Last Friday, Trump’s Georgia lawyers Drew Findling, Marissa Goldberg, and Jennifer Little filed almost identical “Petitions for Writs of Mandamus and Prohibition” in the Supreme Court of Georgia and the Superior Court of Fulton County demanding that someone — anyone! — save their client’s saggy, orange ass. Specifically, they want to magically disappear the special purpose grand jury report on 2020 election interference issued in January and remove DA Willis from any future 2020 election cases.
They urged the court to toss out Georgia’s entire special purpose grand jury scheme for being unconstitutional, or, barring that, to toss the report because DA Willis is biased against Trump.
Left untouched, the report’s existence will allow the District Attorney to circumvent the normal presentation of evidence and could invite a new grand jury to uncritically ratify the previous findings. It is one thing to indict a ham sandwich. To indict the mustard-stained napkin that it once sat on is quite another.
Without getting too deeply into the weeds (I’ve written a more nuanced post on that here), the standard for mandamus is abuse of discretion — i.e. NOT if you don’t give me what I want, they’ll indict me, and I really don’t want that to happen. The Georgia Supreme Court took one business day to dropkick this stupid motion, noting that it requires exceptional circumstances to invoke the high court’s original jurisdiction, and this ain’t it. They also observed that Trump made a similar motion before Judge Robert McBurney in March, and the fact that the trial judge hasn’t ruled yet is not a redressable injury.
This morning, Chief Judge Ural Glanville of the Fulton County Superior Court responded in a brief order recusing the judges under his purview from adjudicating this petition. Since Trump claims that Judge McBurney behaved improperly, Judge Glanville is transferring the petition so that it won’t be heard by one of McBurney’s immediate colleagues. Although in a footnote Judge Glanville suggests that this petition might not be long for this world, wherever it lands.
The undersigned notes that, although the Petition is styled as a Petition for Writs of Mandamus and Prohibition, the nature of the relief requested is that this Court (1) quash a special purpose grand jury report, (2) bar the District Attorney from using evidence obtained via the special purpose grand jury investigation, and (3) disqualify the District Attorney for conflict of interest; none of which actually appears to sound in mandamus.
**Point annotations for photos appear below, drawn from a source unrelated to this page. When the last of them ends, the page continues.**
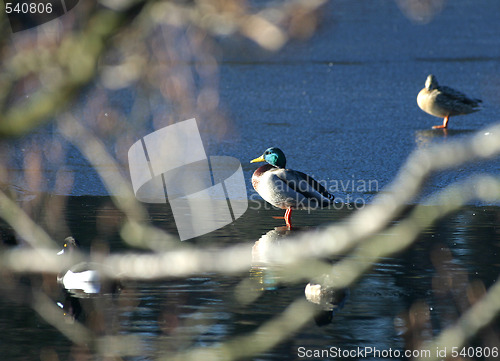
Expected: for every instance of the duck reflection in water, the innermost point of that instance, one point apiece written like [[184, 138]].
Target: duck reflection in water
[[266, 270], [329, 299]]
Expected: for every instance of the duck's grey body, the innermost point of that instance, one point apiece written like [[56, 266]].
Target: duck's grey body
[[444, 102], [289, 189]]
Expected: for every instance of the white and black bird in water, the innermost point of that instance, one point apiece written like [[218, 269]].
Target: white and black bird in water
[[445, 102]]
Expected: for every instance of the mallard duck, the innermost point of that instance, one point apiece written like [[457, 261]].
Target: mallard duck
[[285, 188], [444, 102]]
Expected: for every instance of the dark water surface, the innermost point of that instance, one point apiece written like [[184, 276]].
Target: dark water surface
[[165, 315]]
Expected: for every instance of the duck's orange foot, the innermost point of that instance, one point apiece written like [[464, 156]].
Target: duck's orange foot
[[288, 218], [445, 124]]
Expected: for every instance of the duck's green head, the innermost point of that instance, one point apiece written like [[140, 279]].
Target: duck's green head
[[273, 156], [431, 82]]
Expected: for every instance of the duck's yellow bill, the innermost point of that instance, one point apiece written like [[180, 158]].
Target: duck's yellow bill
[[260, 159]]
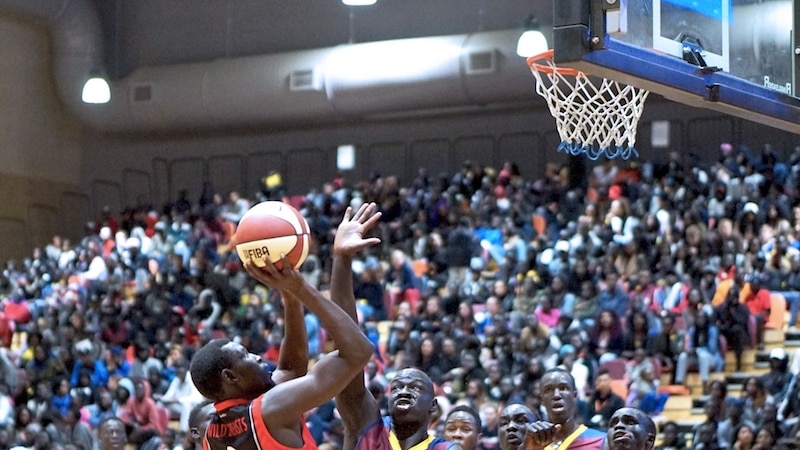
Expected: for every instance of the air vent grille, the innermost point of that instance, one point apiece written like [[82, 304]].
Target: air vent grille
[[303, 80]]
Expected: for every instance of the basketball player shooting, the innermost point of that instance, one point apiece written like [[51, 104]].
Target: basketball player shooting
[[255, 408]]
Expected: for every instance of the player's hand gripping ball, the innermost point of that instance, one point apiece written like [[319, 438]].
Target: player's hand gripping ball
[[272, 229]]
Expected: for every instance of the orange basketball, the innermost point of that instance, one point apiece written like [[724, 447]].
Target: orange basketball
[[272, 229]]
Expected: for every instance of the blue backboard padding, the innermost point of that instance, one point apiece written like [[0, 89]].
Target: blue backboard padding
[[705, 7], [678, 80]]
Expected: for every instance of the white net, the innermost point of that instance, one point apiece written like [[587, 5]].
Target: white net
[[594, 117]]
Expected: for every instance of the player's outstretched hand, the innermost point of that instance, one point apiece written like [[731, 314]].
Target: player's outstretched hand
[[350, 234], [539, 434], [284, 279]]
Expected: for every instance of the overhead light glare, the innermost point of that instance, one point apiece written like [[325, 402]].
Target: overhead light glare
[[96, 91], [532, 42]]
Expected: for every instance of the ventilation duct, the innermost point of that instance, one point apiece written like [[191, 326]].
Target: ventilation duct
[[311, 86]]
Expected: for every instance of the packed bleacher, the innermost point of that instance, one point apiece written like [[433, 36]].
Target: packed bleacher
[[672, 286]]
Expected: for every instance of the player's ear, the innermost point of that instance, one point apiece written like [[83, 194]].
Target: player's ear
[[228, 376], [434, 405], [651, 440]]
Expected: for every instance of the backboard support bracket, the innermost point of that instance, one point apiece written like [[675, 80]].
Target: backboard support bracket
[[673, 78]]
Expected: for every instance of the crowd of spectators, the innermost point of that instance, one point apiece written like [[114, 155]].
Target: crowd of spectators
[[484, 279]]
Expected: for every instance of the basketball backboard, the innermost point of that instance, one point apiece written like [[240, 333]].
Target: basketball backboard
[[739, 57]]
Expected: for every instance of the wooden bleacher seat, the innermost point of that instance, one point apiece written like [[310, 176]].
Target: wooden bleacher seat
[[777, 312]]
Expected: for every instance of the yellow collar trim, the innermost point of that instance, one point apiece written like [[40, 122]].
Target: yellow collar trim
[[564, 445], [396, 443]]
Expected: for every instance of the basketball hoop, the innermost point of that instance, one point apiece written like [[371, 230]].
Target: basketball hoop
[[595, 118]]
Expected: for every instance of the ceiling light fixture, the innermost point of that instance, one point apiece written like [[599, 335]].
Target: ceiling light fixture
[[96, 91], [532, 42]]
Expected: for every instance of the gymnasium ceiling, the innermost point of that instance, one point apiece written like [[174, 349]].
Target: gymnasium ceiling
[[160, 32]]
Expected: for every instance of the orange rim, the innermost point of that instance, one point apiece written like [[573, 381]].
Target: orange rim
[[546, 68]]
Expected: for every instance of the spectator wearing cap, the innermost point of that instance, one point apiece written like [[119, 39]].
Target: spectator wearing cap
[[569, 361], [734, 419], [790, 289], [732, 318], [89, 362], [702, 345], [117, 363], [777, 380], [612, 296], [749, 223], [757, 299], [756, 398], [143, 361]]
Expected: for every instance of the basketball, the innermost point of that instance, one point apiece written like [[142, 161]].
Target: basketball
[[272, 228]]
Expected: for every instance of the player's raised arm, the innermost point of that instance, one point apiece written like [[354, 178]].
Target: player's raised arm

Meanwhile, last week DA Willis sent target letters to multiple participants in the fake electors scheme, including Lt. Gov. Burt Jones, state Sen. Brandon Beach, and David Shafer, the chairman of the Georgia GOP. Judge McBurney already forced Shafer to get separate counsel, finding him to be differently situated from the other electors. Which is … the kind of special you really don’t want to be.
Shafer responded this week in a letter in which his lawyers demanded that DA Willis call off her prosecution, insisting that his actions assembling a fake slate of electors are protected by the First, Fifth and Fourteenth Amendments.
[U]nder the Constitution and the ECA, the December 14, 2020 meeting and execution of contingent electoral ballots was also a “petition” to the government, specifically Congress, which is the only governmental authority empowered to adjudicate and count electoral ballots from any State. Any attempt to punish our client for engaging in these protected activities would violate the United States and Georgia Constitutions, as well as unambiguous federal and state law.
Let’s take a wildass guess that this will not deter Willis for one single second. Particularly in light of a story from The Guardian’s Hugo Lowell this morning confirming prior reporting that the prosecutor “has developed evidence to charge a sprawling racketeering indictment next month, according to two people briefed on the matter.”
Georgia’s robust racketeering statute requires two predicate crimes to demonstrate the existence of an “enterprise.” Here, they will reportedly be witness intimidation during the call where Trump pressured Secretary of State Brad Raffensperger to “find 11,780 votes” and threatened him with criminal prosecution if he didn’t do it, and the breach of Dominion voting machines in Coffee County by Trump’s Kraken allies.
OMG, can it really be … RICO???? Guess we’ll find out pretty soon.